The two young women exchanged smiles, comfortable as always together. They did not need to see one another often; they would always be like sisters.
24
October to November 1844
Annie could not avoid having admirers, whether she wanted them or not. Danny O’Connor was not one to take no for an answer when he had set his heart on something. She couldn’t stop going to Bridie’s because she did not wish to hurt her friend and also because going to the farm was William’s greatest treat. Her heart would begin to beat at a faster rate whenever Danny was there and he would always manage to make her blush, though never in such an overt way that she could take exception to what he said.
“Sure and isn’t he a tease!” Bridie would exclaim complacently and Michael would smile his slow broad smile.
“What is it now, three months since your husband died?” Danny asked abruptly one day. “Time passes slowly sometimes
, doesn’t it?”
Colour heightened, Annie fled into the kitchen to help Bridie.
“You’re looking well, Annie,” Danny said over tea another day. “Widowhood must suit you.”
“I miss Charlie very much,” Annie said emphatically. “Very much indeed!”
“Yes,” said Danny, “women need husbands, don’t they?”
“Ah, wasn’t he a lovely man, God rest his soul,” Bridie said, automatically crossing herself.
Careful as Annie was to avoid being alone with Danny, he did occasionally manage to catch her on her own. One day, she and Bridie went out to the cowshed with William to see the new calf. On the way back they bumped into Danny, who had been helping his father. He had his sleeves rolled up and his shirt half-open, showing his muscular chest. His hair was damp where he had just been washing himself under the pump.

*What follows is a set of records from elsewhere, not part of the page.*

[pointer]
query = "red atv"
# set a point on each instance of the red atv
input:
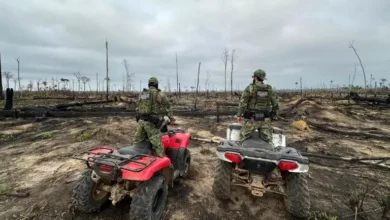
(133, 171)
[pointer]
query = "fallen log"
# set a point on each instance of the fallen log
(8, 113)
(19, 194)
(351, 159)
(344, 132)
(61, 106)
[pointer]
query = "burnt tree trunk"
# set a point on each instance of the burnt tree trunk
(1, 82)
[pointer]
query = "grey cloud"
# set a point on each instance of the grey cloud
(288, 39)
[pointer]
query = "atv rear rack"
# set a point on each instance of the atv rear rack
(114, 161)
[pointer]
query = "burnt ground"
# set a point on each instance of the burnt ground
(36, 158)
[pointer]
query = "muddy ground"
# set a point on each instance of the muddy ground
(36, 158)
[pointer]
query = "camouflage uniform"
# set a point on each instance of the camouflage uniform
(258, 97)
(152, 102)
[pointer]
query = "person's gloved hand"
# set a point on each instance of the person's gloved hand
(172, 121)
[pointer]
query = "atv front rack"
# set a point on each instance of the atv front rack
(113, 160)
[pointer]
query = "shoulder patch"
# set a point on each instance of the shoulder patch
(261, 94)
(144, 96)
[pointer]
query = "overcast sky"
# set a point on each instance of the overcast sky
(288, 39)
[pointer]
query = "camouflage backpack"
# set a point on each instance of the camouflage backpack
(260, 96)
(149, 102)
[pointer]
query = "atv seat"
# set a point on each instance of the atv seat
(143, 147)
(255, 141)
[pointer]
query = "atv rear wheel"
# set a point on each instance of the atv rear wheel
(222, 179)
(298, 198)
(148, 201)
(187, 166)
(86, 195)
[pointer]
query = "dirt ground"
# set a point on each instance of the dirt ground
(36, 158)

As they all rounded the corner by the barn, Danny took hold of Annie’s arm and held her back forcibly. “I just want a word with your mam,” he told William, who nodded and ran off.
“Let go of me!” she hissed, unwilling to make a scene.

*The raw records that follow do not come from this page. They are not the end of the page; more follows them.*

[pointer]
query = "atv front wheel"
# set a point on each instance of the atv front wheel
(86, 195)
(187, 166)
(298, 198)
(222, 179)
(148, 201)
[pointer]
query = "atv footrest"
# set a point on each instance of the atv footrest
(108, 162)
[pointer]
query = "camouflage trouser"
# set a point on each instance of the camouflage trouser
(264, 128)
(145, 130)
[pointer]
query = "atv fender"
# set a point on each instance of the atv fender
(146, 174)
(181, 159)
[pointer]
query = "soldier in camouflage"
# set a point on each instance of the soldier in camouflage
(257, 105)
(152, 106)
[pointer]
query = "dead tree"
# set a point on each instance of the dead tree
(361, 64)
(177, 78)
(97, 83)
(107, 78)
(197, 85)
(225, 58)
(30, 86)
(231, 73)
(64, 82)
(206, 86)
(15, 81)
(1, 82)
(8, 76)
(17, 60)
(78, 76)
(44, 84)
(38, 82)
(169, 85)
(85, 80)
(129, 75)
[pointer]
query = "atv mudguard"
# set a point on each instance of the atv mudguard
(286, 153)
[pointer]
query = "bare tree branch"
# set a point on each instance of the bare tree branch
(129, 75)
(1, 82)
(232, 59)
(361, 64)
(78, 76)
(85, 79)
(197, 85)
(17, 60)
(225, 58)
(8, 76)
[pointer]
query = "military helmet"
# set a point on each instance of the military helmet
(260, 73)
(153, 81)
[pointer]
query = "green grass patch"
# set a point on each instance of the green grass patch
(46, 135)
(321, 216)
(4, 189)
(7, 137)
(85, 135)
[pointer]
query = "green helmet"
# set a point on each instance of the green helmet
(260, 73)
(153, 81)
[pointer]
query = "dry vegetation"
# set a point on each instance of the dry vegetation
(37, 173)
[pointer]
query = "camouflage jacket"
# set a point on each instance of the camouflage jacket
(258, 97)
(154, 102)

“I will, if you’ll promise not to run away,” he said, serious for once. “I need to talk to you.”
“Bridie will miss me.” But when he let go of her arm, she moved back a pace and stood waiting. “Well? What’s the matter?”
“My next contract is in the south,” he said abruptly. “It’ll be nigh on a year before I’ll be able to get back again. Annie, you know how I feel about you …”

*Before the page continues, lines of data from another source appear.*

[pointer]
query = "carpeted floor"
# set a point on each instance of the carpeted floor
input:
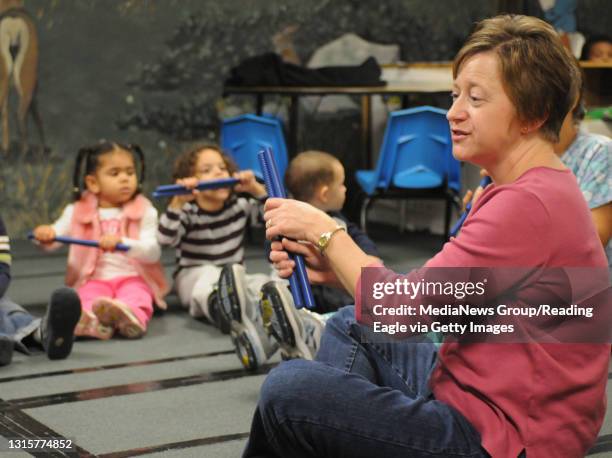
(180, 391)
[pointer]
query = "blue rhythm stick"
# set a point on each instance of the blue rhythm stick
(300, 286)
(90, 243)
(457, 227)
(169, 190)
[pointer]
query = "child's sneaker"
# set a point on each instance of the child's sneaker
(253, 345)
(297, 331)
(117, 315)
(218, 318)
(90, 326)
(6, 350)
(58, 325)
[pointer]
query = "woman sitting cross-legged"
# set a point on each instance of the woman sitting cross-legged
(513, 85)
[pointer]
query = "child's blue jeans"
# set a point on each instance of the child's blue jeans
(16, 322)
(358, 400)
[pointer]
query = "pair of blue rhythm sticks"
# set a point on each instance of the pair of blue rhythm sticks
(455, 230)
(300, 286)
(90, 243)
(169, 190)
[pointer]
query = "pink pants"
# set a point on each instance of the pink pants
(132, 291)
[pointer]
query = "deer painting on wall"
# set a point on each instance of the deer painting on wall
(18, 69)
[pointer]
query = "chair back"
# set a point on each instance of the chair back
(242, 137)
(419, 152)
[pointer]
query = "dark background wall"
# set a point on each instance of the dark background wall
(151, 72)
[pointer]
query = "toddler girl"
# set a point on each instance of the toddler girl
(117, 289)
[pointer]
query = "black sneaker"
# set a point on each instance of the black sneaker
(57, 326)
(6, 350)
(298, 332)
(252, 343)
(218, 318)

She turned to flee, but found herself held by a pair of strong arms. She went rigid with panic.
“Now stop that!” he commanded, giving her a shake. “I’m not about to rape you.”
“Let me go! Please!” Her voice was shaking and she was trembling.
“One kiss, Annie,” he pleaded. “Nothing more. I won’t hurt you.”
“No! No!”
But he pulled her slowly closer, bent his head and kissed her anyway, a long gentle kiss that terrified and yet excited her. When it ended and he held her close, she did not try to break away, but just leaned against him and drew in a shaky breath.